The people living the most satisfying lives are often the ones who have gone through the most adversity and overcome them. Our life resume is really just a cataloging of all our suffering.
Avoidance of suffering is the avoidance of growth.
I am sure you know people in your life who never change. They do the same thing every day, never really conscious about what they want from life.
They avoid any sort of growth opportunity because they don’t want the pain, struggle or hardship that comes along with it.
But it is so illogical. Anything worth pursuing in life is painful. All of life’s greatest lessons are forged during periods of suffering.
I look back on the hardest periods of my life and they precipitated the biggest growth periods I’ve ever experienced. Don’t get me wrong, it was hard. And I definitely didn’t enjoy every moment of it.
But that painful breakup of a 6-year relationship made me realize who I really was and what I wanted from life. It caused me to re-examine my values and prioritize my own self-development and growth.
I rediscovered my passion for books, my love for writing and achieved quite a bit of success in my career on the back of that growth.
5. It is easier to change yourself than it is to change the world.
You can start to change the world by starting with yourself. Be the change you want to see in the world. Not just philosophically but through action.
Being a role model for the change you want to see is far more effective than screaming or shouting at someone that what they are doing is evil or wrong.
I don’t know anyone who has changed their mind after being yelled at.
Do you?
6. It is easier to attribute mistakes to incompetence rather than to malice.
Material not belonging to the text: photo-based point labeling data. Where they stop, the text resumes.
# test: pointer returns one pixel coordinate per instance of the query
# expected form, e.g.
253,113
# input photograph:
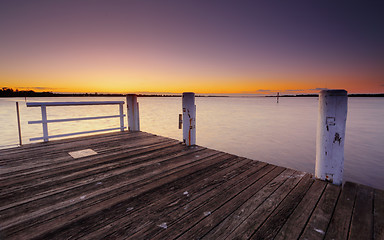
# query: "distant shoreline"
9,92
349,95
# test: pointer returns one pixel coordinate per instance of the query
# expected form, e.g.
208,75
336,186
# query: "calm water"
258,128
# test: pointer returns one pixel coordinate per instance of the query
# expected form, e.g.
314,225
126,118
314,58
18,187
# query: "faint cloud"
263,90
294,90
318,89
37,88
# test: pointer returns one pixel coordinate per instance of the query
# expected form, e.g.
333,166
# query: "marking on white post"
133,113
189,119
333,105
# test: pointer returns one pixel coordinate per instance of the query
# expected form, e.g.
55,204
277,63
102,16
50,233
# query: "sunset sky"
205,46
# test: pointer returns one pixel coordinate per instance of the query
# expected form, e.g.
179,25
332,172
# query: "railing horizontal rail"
77,133
44,121
76,119
39,104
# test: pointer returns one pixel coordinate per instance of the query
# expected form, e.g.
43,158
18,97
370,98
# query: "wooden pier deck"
143,186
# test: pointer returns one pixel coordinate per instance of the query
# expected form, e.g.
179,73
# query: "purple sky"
220,45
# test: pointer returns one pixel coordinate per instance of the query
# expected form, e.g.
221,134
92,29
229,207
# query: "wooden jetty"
136,185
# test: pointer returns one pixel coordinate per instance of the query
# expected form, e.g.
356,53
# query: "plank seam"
278,206
313,209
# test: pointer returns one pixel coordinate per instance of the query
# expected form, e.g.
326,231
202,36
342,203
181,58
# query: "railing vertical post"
331,123
121,108
133,113
44,122
18,123
189,119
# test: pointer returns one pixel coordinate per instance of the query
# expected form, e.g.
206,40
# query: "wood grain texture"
143,186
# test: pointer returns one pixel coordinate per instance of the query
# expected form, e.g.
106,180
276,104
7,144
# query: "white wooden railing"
44,121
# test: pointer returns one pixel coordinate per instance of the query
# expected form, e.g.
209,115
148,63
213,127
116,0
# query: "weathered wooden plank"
279,216
378,214
247,188
109,183
15,191
139,184
362,219
236,204
32,150
60,192
321,216
214,197
341,219
298,219
247,228
74,165
52,156
161,199
230,223
116,194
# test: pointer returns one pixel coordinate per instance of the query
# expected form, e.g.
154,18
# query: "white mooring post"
44,122
133,113
332,117
189,119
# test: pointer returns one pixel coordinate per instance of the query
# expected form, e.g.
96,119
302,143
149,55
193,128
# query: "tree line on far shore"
9,92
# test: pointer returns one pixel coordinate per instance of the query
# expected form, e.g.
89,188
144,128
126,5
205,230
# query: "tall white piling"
333,105
189,119
133,113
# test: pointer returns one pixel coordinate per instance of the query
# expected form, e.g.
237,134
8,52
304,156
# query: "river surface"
281,133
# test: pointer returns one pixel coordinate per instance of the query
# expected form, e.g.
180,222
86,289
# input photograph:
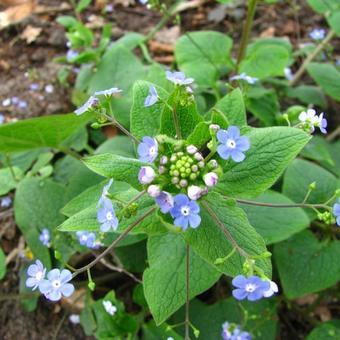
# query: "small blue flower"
71,54
37,274
232,144
45,237
87,239
109,92
106,216
317,34
57,285
185,212
336,212
6,202
178,78
165,202
152,97
251,288
148,149
90,103
105,191
243,76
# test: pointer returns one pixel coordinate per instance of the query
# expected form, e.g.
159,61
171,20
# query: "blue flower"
37,274
45,237
6,202
152,97
178,78
185,212
336,212
251,288
232,145
109,92
165,202
57,285
106,216
148,149
243,76
105,191
317,34
71,54
90,103
87,239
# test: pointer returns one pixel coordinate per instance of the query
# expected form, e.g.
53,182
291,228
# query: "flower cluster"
310,120
55,286
93,101
253,288
232,331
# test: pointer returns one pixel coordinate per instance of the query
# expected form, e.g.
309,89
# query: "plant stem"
246,31
113,244
311,57
278,205
187,303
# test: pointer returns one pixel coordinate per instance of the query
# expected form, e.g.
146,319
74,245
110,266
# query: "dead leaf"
30,33
16,13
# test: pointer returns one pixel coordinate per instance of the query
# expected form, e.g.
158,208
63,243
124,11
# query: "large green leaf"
165,279
271,151
307,265
300,174
145,121
48,131
203,56
211,243
37,206
327,76
208,319
232,105
116,167
276,224
187,115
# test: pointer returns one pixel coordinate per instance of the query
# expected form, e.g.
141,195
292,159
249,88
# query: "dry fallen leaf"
15,14
30,33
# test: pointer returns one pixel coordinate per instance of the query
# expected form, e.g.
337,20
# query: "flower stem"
311,57
246,31
113,244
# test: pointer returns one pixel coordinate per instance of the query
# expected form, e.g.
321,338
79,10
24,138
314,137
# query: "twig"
311,57
113,244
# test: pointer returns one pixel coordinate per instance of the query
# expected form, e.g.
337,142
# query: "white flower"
272,289
210,179
109,307
154,190
194,192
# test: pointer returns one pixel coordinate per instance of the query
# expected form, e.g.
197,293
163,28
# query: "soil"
22,64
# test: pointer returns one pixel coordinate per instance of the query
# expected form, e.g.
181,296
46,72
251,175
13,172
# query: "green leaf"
165,280
145,121
37,206
232,105
116,167
208,319
325,331
211,243
312,265
203,56
265,60
327,76
187,115
268,221
7,182
300,174
308,95
2,264
271,151
48,131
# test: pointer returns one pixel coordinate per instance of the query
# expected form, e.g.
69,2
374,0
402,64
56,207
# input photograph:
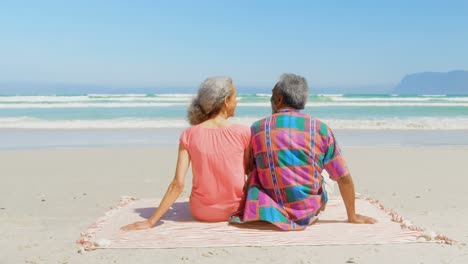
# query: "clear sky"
179,43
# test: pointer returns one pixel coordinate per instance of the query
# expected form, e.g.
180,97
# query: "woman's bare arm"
173,191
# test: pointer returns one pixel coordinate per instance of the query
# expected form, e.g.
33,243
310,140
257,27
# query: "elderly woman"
218,152
291,149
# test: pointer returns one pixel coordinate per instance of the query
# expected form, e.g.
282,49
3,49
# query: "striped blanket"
178,229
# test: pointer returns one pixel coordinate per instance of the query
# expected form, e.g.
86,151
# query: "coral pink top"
217,156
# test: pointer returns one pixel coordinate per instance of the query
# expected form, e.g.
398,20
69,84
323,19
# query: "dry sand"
47,197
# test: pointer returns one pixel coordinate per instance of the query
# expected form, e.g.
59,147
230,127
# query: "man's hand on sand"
362,219
140,225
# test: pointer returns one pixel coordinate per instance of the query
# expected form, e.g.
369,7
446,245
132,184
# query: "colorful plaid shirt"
290,151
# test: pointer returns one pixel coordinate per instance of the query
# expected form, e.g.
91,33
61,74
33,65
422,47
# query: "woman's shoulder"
239,127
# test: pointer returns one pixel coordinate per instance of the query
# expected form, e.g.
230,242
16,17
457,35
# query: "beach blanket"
178,229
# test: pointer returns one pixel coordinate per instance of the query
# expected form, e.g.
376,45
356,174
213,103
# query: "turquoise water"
142,111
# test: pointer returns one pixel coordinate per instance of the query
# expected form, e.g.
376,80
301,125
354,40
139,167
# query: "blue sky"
179,43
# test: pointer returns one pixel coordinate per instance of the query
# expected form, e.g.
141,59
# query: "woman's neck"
220,120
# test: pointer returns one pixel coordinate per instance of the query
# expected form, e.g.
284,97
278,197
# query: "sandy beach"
47,197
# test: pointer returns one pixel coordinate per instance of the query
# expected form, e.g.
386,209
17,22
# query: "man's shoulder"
256,126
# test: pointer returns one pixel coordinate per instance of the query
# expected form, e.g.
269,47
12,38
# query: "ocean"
156,119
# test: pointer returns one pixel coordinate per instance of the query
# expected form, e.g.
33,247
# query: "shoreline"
24,139
48,197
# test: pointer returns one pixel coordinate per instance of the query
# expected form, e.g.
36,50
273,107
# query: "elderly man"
290,150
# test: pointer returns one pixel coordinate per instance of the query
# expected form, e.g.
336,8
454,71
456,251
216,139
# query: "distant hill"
453,82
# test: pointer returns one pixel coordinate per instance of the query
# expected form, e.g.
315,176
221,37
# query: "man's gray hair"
294,90
209,99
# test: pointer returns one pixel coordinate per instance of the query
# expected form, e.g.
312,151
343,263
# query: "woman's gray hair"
294,90
209,99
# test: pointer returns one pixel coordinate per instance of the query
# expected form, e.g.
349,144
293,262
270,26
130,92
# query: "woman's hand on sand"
362,219
140,225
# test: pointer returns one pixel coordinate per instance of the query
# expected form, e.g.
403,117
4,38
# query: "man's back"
290,150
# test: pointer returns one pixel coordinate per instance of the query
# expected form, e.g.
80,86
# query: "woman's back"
217,156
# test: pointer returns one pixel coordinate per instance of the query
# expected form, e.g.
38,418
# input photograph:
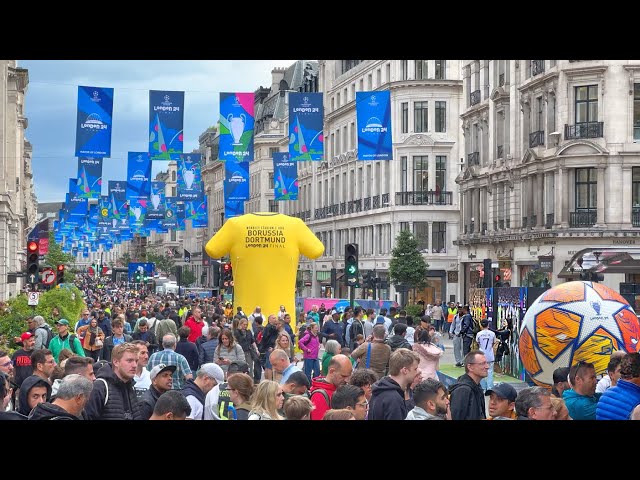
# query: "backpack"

“Never attribute to malice that which is adequately explained by stupidity” — Hanlon’s Razor
Most people are stupid, not malicious.
I would know. I make stupid decisions all the time. Sometimes my stupidity hurts people. Other times it costs other people time or money.
I’ve never set out with the intention of wanting to hurt someone. That would be cruel. Most people are the same but I almost never apply that same compassion to others.
Whenever someone cuts me off in traffic, I immediately think: ‘what a f***king dickhead.’ I am not perfect. But I am trying to get better.
Whenever that happens or again I try to default from a place of compassion rather than judgment. I don’t just do it because it's nicer to the other person. I do it because it is also nicer to me and better for my mental health and well-being.
Anger or resentment is like a poison you drink hoping that the other person dies — Saint Augustine.
7. It is easier to be less wrong than it is to be always right.
You are going to be wrong most of the time. And that’s okay. You shouldn’t aim to always be right in every decision. That’s perfection. And perfection in the face of uncertainty and incomplete information is a myth.
“You can be wrong half the time and still make a fortune,” writes Morgan Housel in his book The Psychology of Money.
In fact, the majority of good outcomes come from a small minority of good decisions. You only need to be less wrong more often to have a great life.
Venture Capital firms in Silicon Valley invest in 100 companies fully expecting that 90% of those investments won’t make any money. But if they happen to fund the next Facebook, Uber or AirBnb, the returns from a small minority of companies can pay off 10x their losses.
You can apply this same model to your life. What are some high-leverage activities that could have a disproportionate impact on your life?
For me, that’s reading, writing and podcasting. I see these activities as an investment in my long-term growth and development.
Will every book I read change my life?
Probably not. But the more I read the more I will create the chance for my life to be changed. All it takes is 3–4 great books to alter the path your life takes.